Brose v. Chicago Great Western Railroad
This text of 185 Iowa 867 (Brose v. Chicago Great Western Railroad) is published on Counsel Stack Legal Research, covering Supreme Court of Iowa primary law. Counsel Stack provides free access to over 12 million legal documents including statutes, case law, regulations, and constitutions.
Opinion
I. The argument of counsel for appellant is confined almost entirely to the question of plaintiff’s alleged contributory negligence. The material facts appearing in the record are, in substance, as follows:
On the night of November 10, 1916, while plaintiff and another person were proceeding east in a Dodge touring car on one of the public streets of Mason City, his car collided with some freight cars which were being pushed north on defendant’s main track across said street. The train, according to the testimony of defendant’s witnesses, consisted of thirteen cars and an engine, which was attached to the south end of the train, but headed north. There was a residence south of the street, and about 30 feet west of de[869]*869fendant’s track, and another residence about 50 feet farther west. There were also some trees between the first house and the track. There were no street lights within a block east or west of the crossing. Plaintiff’s automobile was equipped with headlights, which, he testified, enabled him to see for a distance of at least 200 feet in front thereof, the same spreading out across the greater part of the street. The night was cold and dark, and both plaintiff and the other occupant of the car testified that they looked south,_when. about 100 feet west of the crossing, and again when about 10 feet west thereof, but that they did not see the cars with which the automobile shortly collided. There was nothing but the trees between the house and track to obstruct plaintiff’s view of the track at the last point of observation.

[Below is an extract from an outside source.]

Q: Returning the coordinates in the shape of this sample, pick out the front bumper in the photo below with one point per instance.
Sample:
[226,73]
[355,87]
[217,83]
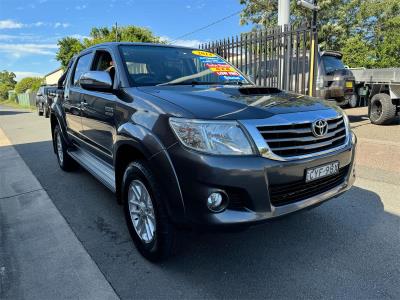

For a considerable time prior to the accident, defendant had maintained an automatic electric signal gong at the crossing. It was located immediately west of the track, on the north line of the street; but on the occasion in question, it was out of order, and did not ring as defendant’s train approached the street. Plaintiff had frequently passed over the crossing in question, and knew of the automatic signaling device, but did not know that it was out of order. Both plaintiff and his companion observed, before attempting to cross the track, that the signal bell was not ringing. The testimony on behalf of plaintiff tended to show that the automobile approached the crossing at a speed of from 10 to 12 miles per hour, and that defendant’s train was being operated at around 16 miles per hour. Plaintiff and the other occupant of the car testified that no lights were visible upon any part of the train; that the same could not be seen, on account of the darkness; and that, although they were listening intently, they did not hear the movement of the train. On the other hand, defendant’s train crew testified that there was a brakeman with a lantern [870]*870on each of the two north cars, and that same were plainly visible to a person upon the street near the crossing. They also testified that the train was not moving to exceed six miles per hour. When a few feet from the track, the speed of the automobile was increased; but plaintiff testified that, when within about 12 feet thereof, the first car of defendant’s train came into view upon the crossing, and that he quickly set the brake, and attempted to stop the automobile. One of the train crew testified that he saw plaintiff coming toward the crossing, and signaled the engineer that an automobile was approaching at a rapid rate of speed. Plaintiff also claimed that no whistle was blown or bell rung for the crossing.
It will be observed, from the foregoing statement of the evidence, that the jury could have found therefrom that plaintiff looked, when at least 100 feet west of the crossing, and again when within 40 feet thereof; that both occupants of the car listened intently, but did not hear the rattling of the train; that no lights were visible upon any part thereof; that, because of the darkness, they were unable to see it; and that they relied, to some extent, upon the failure of the automatic signaling device to give warning of the train’s approach; that the car with which the automobile collided did not come into view until it was revealed by the headlights of plaintiff’s automobile; and that he was then so close to the track that he was unable to stop his automobile in time to avoid the collision.
While plaintiff’s car was pretty thoroughly demolished, neither he nor his companion was thrown- from the seat of the automobile or injured. This fact tends strongly to corroborate plaintiff’s claim that he was driving his car at a moderate speed. The question of contributory negligence was clearly for the jury.
III. Exceptions were taken to other instructions, but they are not urged in argument upon this appeal. Since we find no error in the record, the judgment of the court below must be — Affirmed.